Bond strength and length of HF and H2O

I know that acidity of an acid increases across a period (with electronegativity increase of the atom bonded to hydrogen) and hence $$\ce{HF}$$ is more acidic than $$\ce{H2O}$$ or $$\ce{NH3}$$. But the reason I learnt it is this way, is that difference in electronegativities of the atoms increases and hence bond becomes more polar and weaker (hence easier to donate a proton).

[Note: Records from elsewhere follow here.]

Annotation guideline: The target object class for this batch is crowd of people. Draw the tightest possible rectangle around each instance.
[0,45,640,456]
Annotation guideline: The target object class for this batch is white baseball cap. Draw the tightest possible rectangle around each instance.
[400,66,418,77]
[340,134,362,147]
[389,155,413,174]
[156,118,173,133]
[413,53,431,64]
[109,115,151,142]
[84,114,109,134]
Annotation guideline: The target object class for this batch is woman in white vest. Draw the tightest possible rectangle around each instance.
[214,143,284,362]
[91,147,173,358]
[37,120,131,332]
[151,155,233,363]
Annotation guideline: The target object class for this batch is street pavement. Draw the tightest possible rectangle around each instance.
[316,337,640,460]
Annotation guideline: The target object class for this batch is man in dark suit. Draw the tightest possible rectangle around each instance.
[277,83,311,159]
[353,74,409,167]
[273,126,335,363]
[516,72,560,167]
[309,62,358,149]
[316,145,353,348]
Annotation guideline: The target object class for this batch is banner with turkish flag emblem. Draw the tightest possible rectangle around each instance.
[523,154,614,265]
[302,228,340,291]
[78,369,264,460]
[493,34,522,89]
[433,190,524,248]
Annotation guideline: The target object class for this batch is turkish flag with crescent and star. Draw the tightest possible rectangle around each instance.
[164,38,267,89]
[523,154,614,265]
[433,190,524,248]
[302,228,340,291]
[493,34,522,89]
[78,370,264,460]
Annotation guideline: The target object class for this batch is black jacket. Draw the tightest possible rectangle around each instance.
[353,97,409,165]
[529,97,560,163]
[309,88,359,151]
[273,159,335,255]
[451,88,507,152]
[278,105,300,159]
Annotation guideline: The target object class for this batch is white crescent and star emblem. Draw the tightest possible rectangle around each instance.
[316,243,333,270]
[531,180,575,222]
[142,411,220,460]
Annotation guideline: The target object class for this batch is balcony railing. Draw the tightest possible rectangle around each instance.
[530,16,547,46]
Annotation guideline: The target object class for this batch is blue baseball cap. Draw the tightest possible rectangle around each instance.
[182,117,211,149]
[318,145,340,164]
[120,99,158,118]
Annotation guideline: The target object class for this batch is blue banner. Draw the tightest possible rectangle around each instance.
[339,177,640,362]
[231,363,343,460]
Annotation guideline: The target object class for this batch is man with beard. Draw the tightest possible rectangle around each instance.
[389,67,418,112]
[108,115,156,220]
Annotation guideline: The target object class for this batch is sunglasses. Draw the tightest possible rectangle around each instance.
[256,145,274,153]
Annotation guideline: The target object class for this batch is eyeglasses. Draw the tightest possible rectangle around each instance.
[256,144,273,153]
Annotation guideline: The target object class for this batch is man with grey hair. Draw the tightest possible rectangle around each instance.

But shouldn't bond strength increase with difference in electronegativities? Also bond length of $$\ce{HF}$$ is shorter than that of $$\ce{H2O}$$ ($$\pu{92 pm}$$ vs $$\pu{96 pm}$$) and bond enthalpy of $$\ce{HF}$$ is $$\pu{565kJ/mol}$$ as opposed to $$\pu{490kJ/mol}$$ of water. Isn't this contradictory? Why is $$\ce{HF}$$ still more acidic than $$\ce{H2O}$$? Is it because the conjugate base of $$\ce{HF}$$ is highly solvated and more stable in an aqueous solution? Is there not a direct correlation between ease of bond dissociation and acidity?

P.S.: I understand the acidic trend down the group (stability of conjugate base increases and since the halogen atom becomes bigger, resulting in weaker bonds).